TCX has been quietly outperforming the market over the past six months, up 2.2% while the S&P 500 grabbed 6.1%. What caught my attention though is how the company's core businesses are actually firing on all cylinders despite broader market headwinds.



Tucows just wrapped Q4 2025 with $98.7 million in revenues, a solid 6% year-over-year bump. But the real story is in the margins. Gross profit jumped 14% to $24.1 million, and that's coming from their Domains and Wavelo segments which generated $78.1 million combined in the quarter. The Domains business alone is managing over 21 million domain names across 33,000 reseller partners globally, pulling in $66.4 million in quarterly revenue with $12.5 million in adjusted EBITDA.

Wavelo, their cloud-based telecom software platform, is where things get interesting. Revenues climbed to $11.7 million from $9.9 million year-over-year, and the platform hit double-digit growth across the board for 2025, actually beating their own guidance. In the past couple months heading into Q2, this kind of momentum in a software-as-a-service business is exactly what investors should be watching.

Then there's Ting Internet, the fiber broadband segment. They're actively exploring strategic alternatives here, potentially including a sale. Management's being pretty candid that this capital-intensive business might not be their long-term play.
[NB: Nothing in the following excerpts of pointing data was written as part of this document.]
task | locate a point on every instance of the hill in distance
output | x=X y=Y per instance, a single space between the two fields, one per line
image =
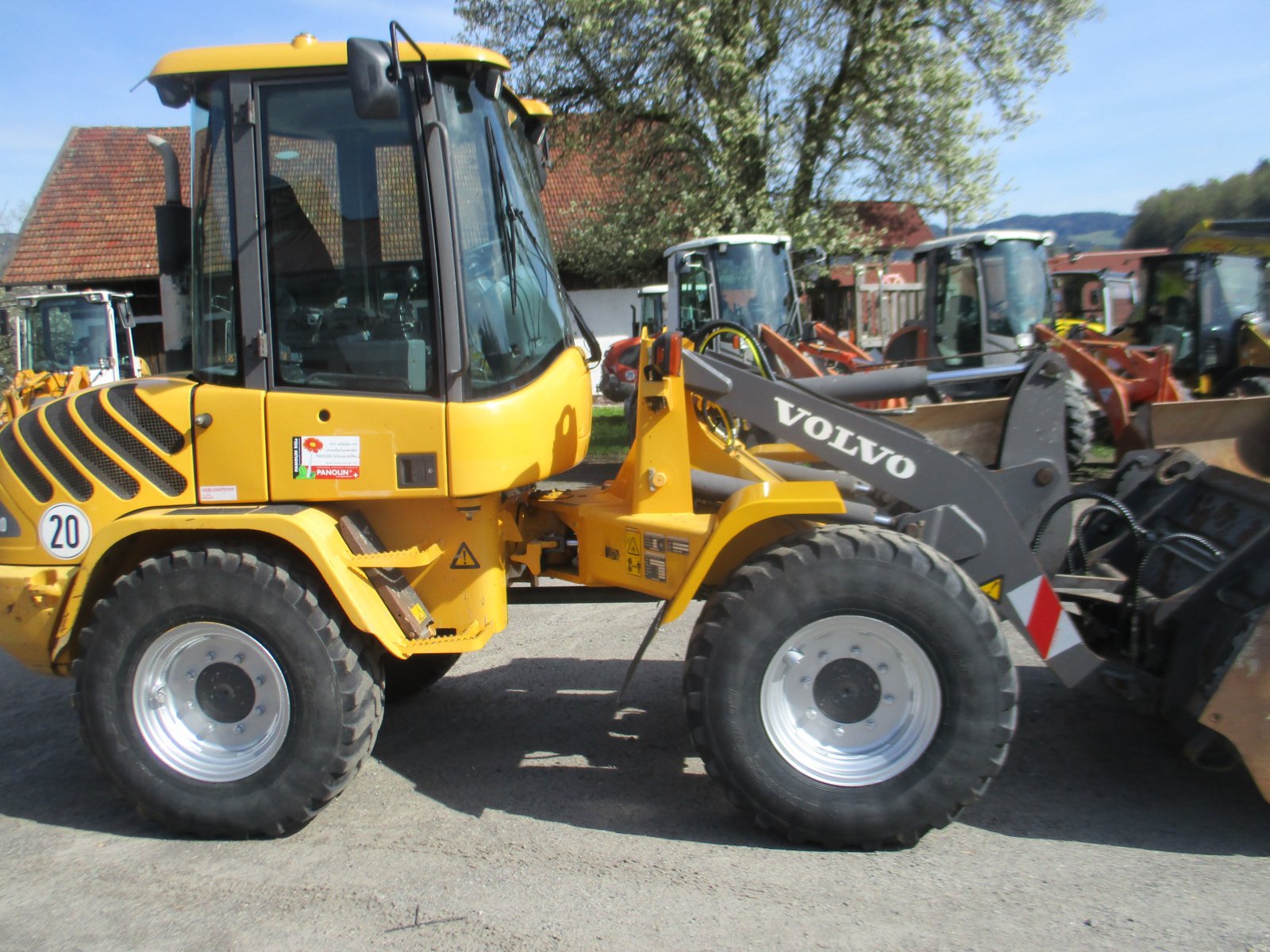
x=1087 y=232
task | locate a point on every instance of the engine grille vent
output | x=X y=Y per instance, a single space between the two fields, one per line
x=103 y=467
x=143 y=459
x=55 y=461
x=23 y=467
x=129 y=404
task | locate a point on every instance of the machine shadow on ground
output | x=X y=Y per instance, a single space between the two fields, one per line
x=520 y=739
x=537 y=738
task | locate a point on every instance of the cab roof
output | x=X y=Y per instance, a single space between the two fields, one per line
x=304 y=51
x=988 y=238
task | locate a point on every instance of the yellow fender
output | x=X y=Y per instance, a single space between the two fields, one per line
x=311 y=531
x=743 y=511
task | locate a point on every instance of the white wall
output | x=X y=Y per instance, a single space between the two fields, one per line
x=609 y=315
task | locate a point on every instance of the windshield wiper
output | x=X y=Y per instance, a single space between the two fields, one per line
x=503 y=209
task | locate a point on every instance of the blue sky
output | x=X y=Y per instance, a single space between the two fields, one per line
x=1160 y=92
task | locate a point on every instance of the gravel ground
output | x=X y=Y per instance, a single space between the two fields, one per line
x=508 y=809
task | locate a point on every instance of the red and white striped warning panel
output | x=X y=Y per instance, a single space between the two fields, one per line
x=1051 y=628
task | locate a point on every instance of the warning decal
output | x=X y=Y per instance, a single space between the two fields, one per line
x=634 y=554
x=992 y=589
x=325 y=457
x=464 y=558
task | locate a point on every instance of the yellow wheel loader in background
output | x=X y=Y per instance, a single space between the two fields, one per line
x=65 y=342
x=232 y=562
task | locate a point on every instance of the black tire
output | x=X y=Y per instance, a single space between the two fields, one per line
x=1251 y=386
x=940 y=748
x=406 y=677
x=1079 y=413
x=276 y=649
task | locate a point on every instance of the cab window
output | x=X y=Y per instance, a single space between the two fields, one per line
x=349 y=276
x=958 y=325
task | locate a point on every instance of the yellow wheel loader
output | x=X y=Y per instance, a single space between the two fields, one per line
x=232 y=562
x=65 y=342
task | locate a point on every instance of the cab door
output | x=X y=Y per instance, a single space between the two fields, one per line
x=355 y=408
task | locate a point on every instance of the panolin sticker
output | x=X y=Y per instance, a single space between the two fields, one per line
x=65 y=531
x=217 y=494
x=327 y=457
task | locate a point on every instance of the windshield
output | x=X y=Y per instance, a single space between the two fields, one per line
x=214 y=302
x=1232 y=289
x=1016 y=283
x=755 y=286
x=516 y=313
x=65 y=333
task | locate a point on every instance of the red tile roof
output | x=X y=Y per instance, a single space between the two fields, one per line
x=93 y=220
x=895 y=224
x=575 y=188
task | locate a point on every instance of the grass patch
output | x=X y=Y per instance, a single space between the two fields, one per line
x=609 y=442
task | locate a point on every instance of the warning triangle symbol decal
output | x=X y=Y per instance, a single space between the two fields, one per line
x=464 y=558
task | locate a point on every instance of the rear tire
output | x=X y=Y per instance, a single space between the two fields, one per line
x=850 y=687
x=1251 y=386
x=222 y=697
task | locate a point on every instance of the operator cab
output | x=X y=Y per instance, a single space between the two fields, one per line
x=746 y=279
x=1195 y=304
x=984 y=294
x=371 y=258
x=90 y=329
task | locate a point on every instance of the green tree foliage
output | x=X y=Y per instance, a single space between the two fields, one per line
x=765 y=114
x=1165 y=217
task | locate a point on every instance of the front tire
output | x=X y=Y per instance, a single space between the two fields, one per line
x=222 y=697
x=850 y=687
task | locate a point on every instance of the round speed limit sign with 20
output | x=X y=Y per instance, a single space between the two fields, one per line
x=65 y=531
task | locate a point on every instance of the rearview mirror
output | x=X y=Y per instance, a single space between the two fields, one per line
x=691 y=262
x=375 y=95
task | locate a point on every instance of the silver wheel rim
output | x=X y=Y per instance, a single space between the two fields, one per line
x=211 y=702
x=850 y=701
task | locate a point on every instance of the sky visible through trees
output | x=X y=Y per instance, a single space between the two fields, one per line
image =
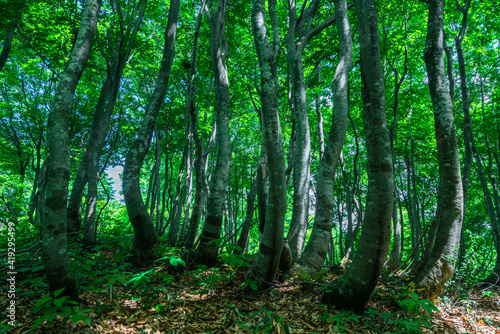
x=350 y=145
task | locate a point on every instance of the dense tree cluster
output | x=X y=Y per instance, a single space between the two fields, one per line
x=364 y=134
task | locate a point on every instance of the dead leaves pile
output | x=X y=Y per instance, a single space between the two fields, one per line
x=202 y=301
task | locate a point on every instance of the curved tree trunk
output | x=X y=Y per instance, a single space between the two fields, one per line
x=247 y=223
x=316 y=249
x=145 y=236
x=54 y=221
x=266 y=263
x=440 y=266
x=360 y=279
x=207 y=250
x=302 y=152
x=7 y=44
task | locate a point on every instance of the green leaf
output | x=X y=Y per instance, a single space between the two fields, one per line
x=58 y=292
x=175 y=262
x=60 y=301
x=44 y=300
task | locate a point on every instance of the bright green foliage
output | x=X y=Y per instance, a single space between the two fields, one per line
x=50 y=308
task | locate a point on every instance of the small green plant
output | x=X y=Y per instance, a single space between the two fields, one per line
x=414 y=317
x=339 y=319
x=248 y=283
x=49 y=308
x=267 y=321
x=145 y=276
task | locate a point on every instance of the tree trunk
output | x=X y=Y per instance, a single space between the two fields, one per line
x=54 y=221
x=302 y=153
x=7 y=44
x=199 y=159
x=207 y=250
x=266 y=263
x=440 y=266
x=145 y=236
x=100 y=125
x=360 y=279
x=395 y=256
x=247 y=223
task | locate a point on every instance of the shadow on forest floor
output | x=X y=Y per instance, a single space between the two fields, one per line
x=212 y=300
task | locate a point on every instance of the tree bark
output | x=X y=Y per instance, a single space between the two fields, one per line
x=145 y=236
x=302 y=154
x=54 y=221
x=395 y=256
x=199 y=160
x=360 y=279
x=266 y=263
x=247 y=223
x=440 y=266
x=120 y=51
x=317 y=248
x=207 y=250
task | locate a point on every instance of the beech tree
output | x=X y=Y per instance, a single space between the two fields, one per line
x=54 y=222
x=145 y=236
x=315 y=252
x=207 y=250
x=357 y=284
x=440 y=266
x=266 y=263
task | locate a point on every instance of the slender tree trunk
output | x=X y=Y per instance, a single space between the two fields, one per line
x=302 y=153
x=207 y=250
x=247 y=223
x=54 y=221
x=266 y=263
x=120 y=50
x=395 y=256
x=145 y=236
x=440 y=266
x=7 y=44
x=199 y=159
x=360 y=279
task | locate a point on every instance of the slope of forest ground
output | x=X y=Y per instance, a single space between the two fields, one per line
x=122 y=294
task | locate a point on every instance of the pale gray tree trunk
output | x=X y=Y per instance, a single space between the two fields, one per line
x=300 y=27
x=54 y=220
x=395 y=256
x=145 y=236
x=247 y=223
x=265 y=266
x=467 y=130
x=199 y=159
x=207 y=250
x=315 y=252
x=440 y=266
x=116 y=55
x=360 y=279
x=7 y=44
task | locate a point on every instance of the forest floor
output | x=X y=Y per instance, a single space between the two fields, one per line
x=201 y=300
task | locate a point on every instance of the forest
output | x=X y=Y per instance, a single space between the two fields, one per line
x=228 y=166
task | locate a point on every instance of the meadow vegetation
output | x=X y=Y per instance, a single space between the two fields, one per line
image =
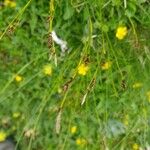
x=94 y=94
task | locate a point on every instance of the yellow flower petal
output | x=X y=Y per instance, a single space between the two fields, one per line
x=135 y=146
x=73 y=129
x=106 y=65
x=2 y=136
x=121 y=32
x=16 y=115
x=18 y=78
x=137 y=85
x=47 y=70
x=82 y=69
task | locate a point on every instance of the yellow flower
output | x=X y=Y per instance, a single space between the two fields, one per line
x=16 y=115
x=82 y=69
x=13 y=4
x=106 y=65
x=47 y=70
x=126 y=120
x=135 y=146
x=2 y=136
x=73 y=129
x=148 y=96
x=30 y=133
x=121 y=32
x=18 y=78
x=137 y=85
x=10 y=3
x=81 y=141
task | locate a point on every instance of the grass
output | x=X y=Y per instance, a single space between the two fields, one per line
x=109 y=105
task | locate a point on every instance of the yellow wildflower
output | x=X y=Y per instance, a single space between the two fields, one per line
x=137 y=85
x=10 y=3
x=121 y=32
x=47 y=70
x=82 y=69
x=30 y=133
x=73 y=129
x=106 y=65
x=81 y=141
x=126 y=120
x=2 y=136
x=135 y=146
x=18 y=78
x=16 y=115
x=148 y=96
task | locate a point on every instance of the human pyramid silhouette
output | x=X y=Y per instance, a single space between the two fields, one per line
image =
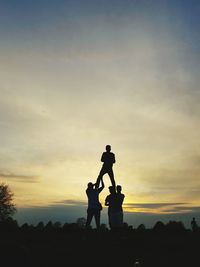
x=114 y=200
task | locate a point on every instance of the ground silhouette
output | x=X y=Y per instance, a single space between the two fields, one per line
x=54 y=244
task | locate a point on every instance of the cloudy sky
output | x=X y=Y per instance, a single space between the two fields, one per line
x=78 y=75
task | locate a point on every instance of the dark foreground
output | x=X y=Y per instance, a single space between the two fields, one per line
x=104 y=248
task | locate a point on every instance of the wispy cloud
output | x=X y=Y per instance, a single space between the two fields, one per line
x=164 y=208
x=70 y=202
x=19 y=177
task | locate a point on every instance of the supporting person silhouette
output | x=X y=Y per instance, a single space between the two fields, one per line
x=94 y=206
x=108 y=159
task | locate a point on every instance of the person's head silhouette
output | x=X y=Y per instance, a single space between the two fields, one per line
x=111 y=189
x=108 y=148
x=90 y=185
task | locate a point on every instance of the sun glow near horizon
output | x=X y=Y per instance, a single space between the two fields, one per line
x=75 y=78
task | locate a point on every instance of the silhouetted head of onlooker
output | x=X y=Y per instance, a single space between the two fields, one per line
x=112 y=189
x=119 y=188
x=90 y=185
x=108 y=148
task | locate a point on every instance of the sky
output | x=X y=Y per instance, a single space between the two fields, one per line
x=78 y=75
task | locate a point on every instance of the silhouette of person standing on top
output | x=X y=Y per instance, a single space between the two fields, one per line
x=108 y=159
x=94 y=206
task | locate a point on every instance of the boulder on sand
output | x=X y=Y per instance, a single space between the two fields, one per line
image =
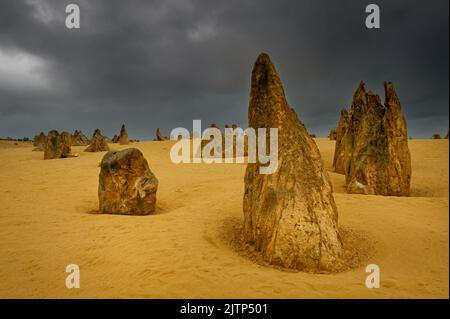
x=123 y=136
x=58 y=145
x=339 y=149
x=289 y=216
x=79 y=139
x=127 y=186
x=332 y=134
x=98 y=143
x=376 y=158
x=159 y=136
x=39 y=142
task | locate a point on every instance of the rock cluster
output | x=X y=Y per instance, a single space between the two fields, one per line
x=58 y=145
x=127 y=186
x=289 y=216
x=339 y=151
x=123 y=136
x=98 y=143
x=79 y=139
x=372 y=145
x=39 y=142
x=332 y=135
x=159 y=136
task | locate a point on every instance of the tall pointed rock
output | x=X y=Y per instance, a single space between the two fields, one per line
x=123 y=137
x=377 y=158
x=289 y=216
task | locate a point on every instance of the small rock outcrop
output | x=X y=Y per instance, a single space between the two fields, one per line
x=127 y=186
x=79 y=139
x=374 y=153
x=39 y=142
x=289 y=216
x=339 y=159
x=123 y=136
x=98 y=143
x=58 y=145
x=332 y=135
x=159 y=136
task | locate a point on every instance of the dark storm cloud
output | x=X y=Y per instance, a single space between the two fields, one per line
x=161 y=64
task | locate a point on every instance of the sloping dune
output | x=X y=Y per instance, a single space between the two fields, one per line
x=192 y=248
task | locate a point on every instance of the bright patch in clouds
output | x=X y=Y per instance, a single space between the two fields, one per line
x=20 y=71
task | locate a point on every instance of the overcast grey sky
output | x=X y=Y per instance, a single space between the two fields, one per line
x=152 y=64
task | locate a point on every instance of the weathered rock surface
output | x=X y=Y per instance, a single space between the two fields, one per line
x=123 y=137
x=79 y=139
x=39 y=142
x=289 y=216
x=126 y=184
x=159 y=136
x=340 y=150
x=98 y=143
x=376 y=157
x=58 y=145
x=332 y=135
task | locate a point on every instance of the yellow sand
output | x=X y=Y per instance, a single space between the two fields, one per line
x=191 y=248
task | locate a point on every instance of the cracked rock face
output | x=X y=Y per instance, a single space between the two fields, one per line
x=289 y=216
x=58 y=145
x=127 y=186
x=123 y=137
x=98 y=143
x=376 y=156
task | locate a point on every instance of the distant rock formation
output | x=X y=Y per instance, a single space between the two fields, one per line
x=39 y=142
x=123 y=137
x=333 y=134
x=79 y=139
x=98 y=143
x=58 y=145
x=127 y=186
x=159 y=136
x=339 y=149
x=376 y=157
x=289 y=216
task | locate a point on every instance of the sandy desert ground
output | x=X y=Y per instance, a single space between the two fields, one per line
x=192 y=248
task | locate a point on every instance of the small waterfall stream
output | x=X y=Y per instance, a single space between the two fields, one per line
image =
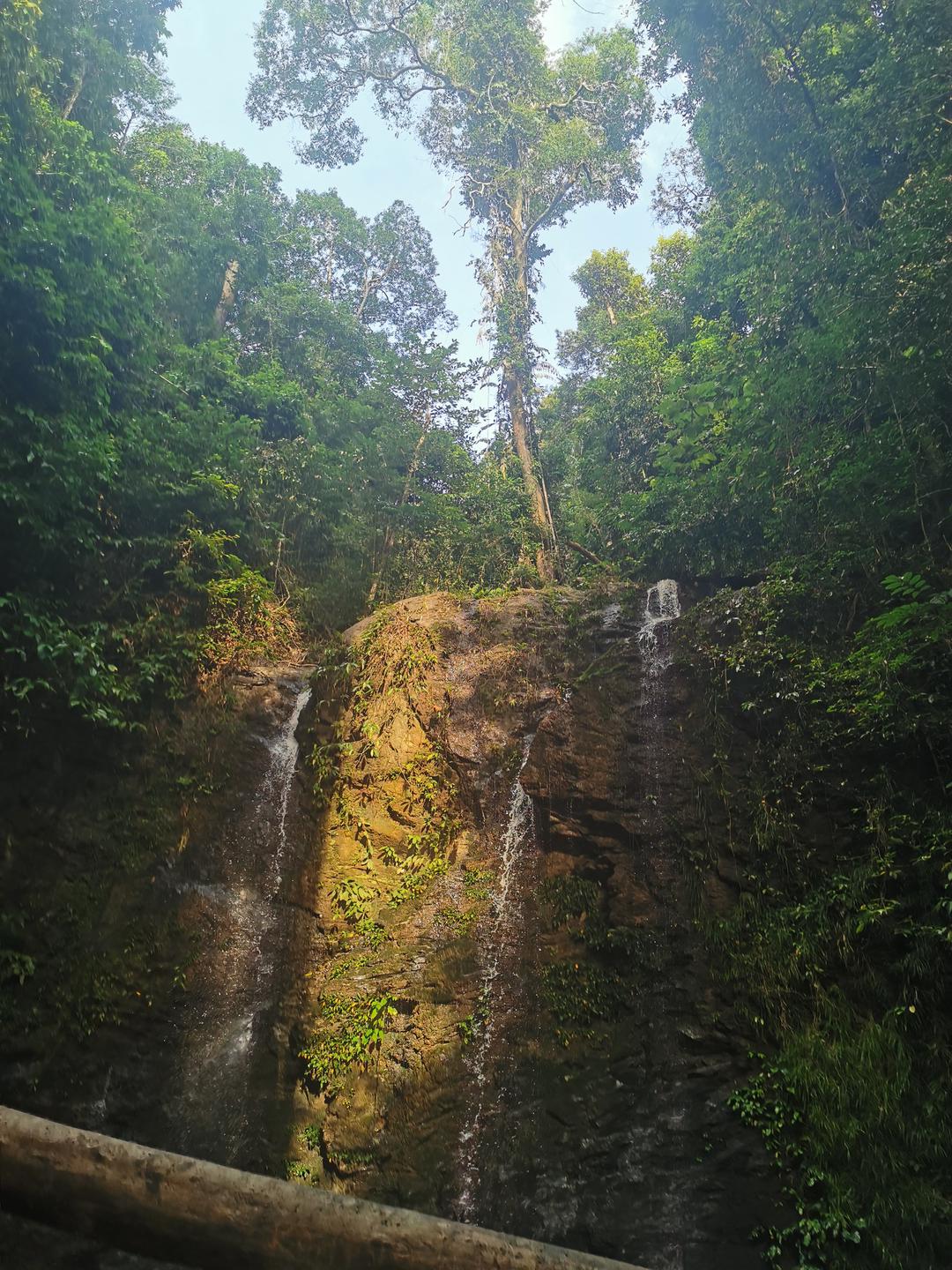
x=501 y=963
x=234 y=984
x=661 y=606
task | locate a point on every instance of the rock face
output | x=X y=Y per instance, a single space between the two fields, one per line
x=551 y=1054
x=435 y=937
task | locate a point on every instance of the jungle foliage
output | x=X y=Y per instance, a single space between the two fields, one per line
x=221 y=409
x=767 y=417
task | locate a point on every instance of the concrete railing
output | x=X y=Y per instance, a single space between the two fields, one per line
x=201 y=1214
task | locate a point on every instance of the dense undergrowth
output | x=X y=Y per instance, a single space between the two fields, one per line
x=831 y=755
x=227 y=423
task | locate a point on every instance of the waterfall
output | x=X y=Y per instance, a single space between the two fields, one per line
x=235 y=979
x=661 y=606
x=499 y=954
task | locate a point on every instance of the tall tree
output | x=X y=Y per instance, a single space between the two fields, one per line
x=531 y=136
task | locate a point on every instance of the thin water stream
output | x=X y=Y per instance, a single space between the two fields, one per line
x=501 y=964
x=234 y=983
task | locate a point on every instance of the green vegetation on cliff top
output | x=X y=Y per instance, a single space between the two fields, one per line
x=227 y=418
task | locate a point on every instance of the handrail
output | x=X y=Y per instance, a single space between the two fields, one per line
x=202 y=1214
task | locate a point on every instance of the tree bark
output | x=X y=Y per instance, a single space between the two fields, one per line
x=390 y=534
x=202 y=1214
x=227 y=297
x=517 y=390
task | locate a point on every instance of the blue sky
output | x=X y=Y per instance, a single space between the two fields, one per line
x=211 y=61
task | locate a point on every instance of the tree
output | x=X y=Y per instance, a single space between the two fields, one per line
x=381 y=270
x=531 y=138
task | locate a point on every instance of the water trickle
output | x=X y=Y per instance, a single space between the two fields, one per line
x=235 y=982
x=499 y=949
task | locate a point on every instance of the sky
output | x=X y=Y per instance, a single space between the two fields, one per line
x=211 y=63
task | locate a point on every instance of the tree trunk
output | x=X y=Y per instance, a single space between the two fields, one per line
x=227 y=297
x=390 y=534
x=75 y=92
x=202 y=1214
x=517 y=392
Ting did post $18.5 million in quarterly revenue, up from $15.7 million, and they're finally turning the corner on profitability. But the real opportunity is that the company is shifting toward a capital-light model centered on their platform businesses.

Looking ahead to 2026, management is guiding Domains adjusted EBITDA to $47-49 million while Wavelo should hit $14.5-15.5 million. The thesis here is pretty clean: focus on recurring revenue, strong margins, and scalable platforms rather than capital-heavy infrastructure plays. With 5G expansion and fiber proliferation reshaping telecom infrastructure, Wavelo's positioned to capture demand from service providers needing modern billing and provisioning systems.

For investors tracking this, the portfolio optimization play — potentially divesting Ting while doubling down on high-margin platforms — could unlock real value. It's the kind of strategic repositioning that usually flies under the radar until it actually moves the needle.